On August 24, 1986, Konrad became angry with Luann Konrad and threw her off of their bed. She struck the corner of a wooden crate that was on the floor; as a result of the blow Luann suffered a collapsed right lung. Treatment of this injury required surgical perforation of Luann’s ribcage and the insertion of a tube to reinflate the lung. The treatment necessitated Luann’s hospitalization for a period of six days.
Konrad’s August 24 assault was the basis for his conviction of assault in the second degree. Under AS 11.41.210(a)(2), second-degree assault occurs when a “person recklessly causes serious physical injury to another person.” On appeal, Konrad argues that the evidence below was insufficient to establish serious physical injury.

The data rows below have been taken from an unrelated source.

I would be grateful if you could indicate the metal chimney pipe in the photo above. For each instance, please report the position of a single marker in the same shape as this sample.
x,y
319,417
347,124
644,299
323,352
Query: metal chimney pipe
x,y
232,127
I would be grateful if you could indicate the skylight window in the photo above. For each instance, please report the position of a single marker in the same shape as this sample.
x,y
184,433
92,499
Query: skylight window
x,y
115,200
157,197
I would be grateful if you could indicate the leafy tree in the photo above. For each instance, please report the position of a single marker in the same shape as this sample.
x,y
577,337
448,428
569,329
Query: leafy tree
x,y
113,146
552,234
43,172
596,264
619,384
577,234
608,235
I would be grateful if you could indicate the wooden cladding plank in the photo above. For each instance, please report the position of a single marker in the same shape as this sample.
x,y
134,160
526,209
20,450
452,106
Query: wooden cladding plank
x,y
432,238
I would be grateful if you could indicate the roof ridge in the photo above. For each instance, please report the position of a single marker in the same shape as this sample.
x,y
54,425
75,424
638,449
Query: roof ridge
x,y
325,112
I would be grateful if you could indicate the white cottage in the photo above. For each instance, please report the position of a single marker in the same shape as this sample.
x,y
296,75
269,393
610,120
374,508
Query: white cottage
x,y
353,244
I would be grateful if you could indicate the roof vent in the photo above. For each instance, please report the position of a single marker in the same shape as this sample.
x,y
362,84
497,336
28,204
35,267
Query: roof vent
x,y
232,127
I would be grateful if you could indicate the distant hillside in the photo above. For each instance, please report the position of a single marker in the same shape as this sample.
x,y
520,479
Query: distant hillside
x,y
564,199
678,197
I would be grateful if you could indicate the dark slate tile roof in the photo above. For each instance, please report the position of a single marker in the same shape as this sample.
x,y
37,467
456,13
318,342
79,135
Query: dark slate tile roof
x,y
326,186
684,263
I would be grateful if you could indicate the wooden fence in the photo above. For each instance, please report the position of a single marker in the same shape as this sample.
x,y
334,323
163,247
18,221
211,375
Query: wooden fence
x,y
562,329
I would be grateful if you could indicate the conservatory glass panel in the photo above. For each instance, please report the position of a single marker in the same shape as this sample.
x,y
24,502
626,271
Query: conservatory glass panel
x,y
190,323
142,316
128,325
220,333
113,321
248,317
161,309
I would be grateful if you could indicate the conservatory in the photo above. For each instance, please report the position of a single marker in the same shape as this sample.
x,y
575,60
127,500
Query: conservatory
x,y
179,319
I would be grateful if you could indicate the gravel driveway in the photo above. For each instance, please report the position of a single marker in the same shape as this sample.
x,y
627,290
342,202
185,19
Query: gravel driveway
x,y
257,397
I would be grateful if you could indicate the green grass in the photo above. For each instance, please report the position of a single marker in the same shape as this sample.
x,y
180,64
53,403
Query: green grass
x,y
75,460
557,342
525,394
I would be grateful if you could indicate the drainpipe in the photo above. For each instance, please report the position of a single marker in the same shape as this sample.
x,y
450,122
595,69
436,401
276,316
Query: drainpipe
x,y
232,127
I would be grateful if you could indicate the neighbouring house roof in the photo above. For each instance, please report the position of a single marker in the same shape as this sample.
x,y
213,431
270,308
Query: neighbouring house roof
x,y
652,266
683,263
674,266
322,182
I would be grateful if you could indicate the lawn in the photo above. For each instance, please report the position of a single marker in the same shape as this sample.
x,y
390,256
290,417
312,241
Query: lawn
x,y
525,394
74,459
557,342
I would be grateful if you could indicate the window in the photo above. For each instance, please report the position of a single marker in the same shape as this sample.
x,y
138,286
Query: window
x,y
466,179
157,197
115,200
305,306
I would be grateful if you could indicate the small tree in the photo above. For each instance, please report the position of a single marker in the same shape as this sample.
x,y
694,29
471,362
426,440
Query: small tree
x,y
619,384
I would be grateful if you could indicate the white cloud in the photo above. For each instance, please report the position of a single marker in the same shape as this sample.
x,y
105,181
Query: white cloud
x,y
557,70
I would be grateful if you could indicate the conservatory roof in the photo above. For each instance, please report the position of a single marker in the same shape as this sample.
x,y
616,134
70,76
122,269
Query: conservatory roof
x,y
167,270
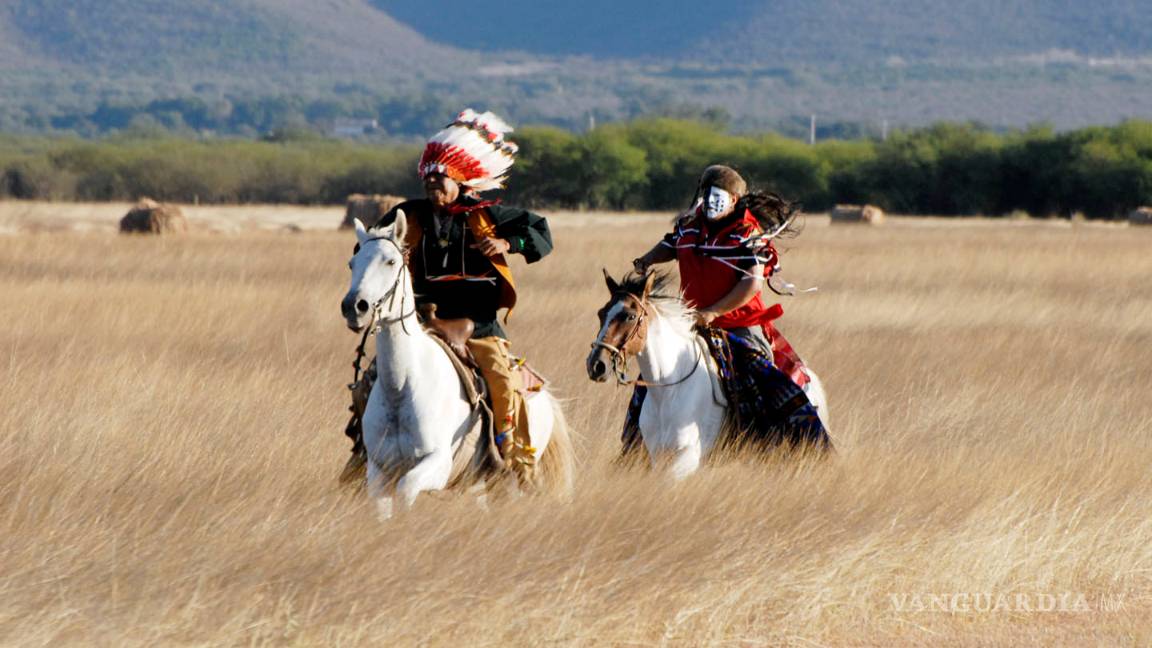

“Serious physical injury” may be proved, inter alia, by evidence establishing that the defendant inflicted physical injury by “an act performed under circumstances that create a substantial risk of death.” AS 11.81.900(b)(50)(A). This definition of serious physical injury focuses on the circumstances in which the defendant performed the act that caused physical injury. The fortuity of prompt medical treatment and speedy recovery by the victim is not a primary consideration. See James v. State, 671 P.2d at 888-89.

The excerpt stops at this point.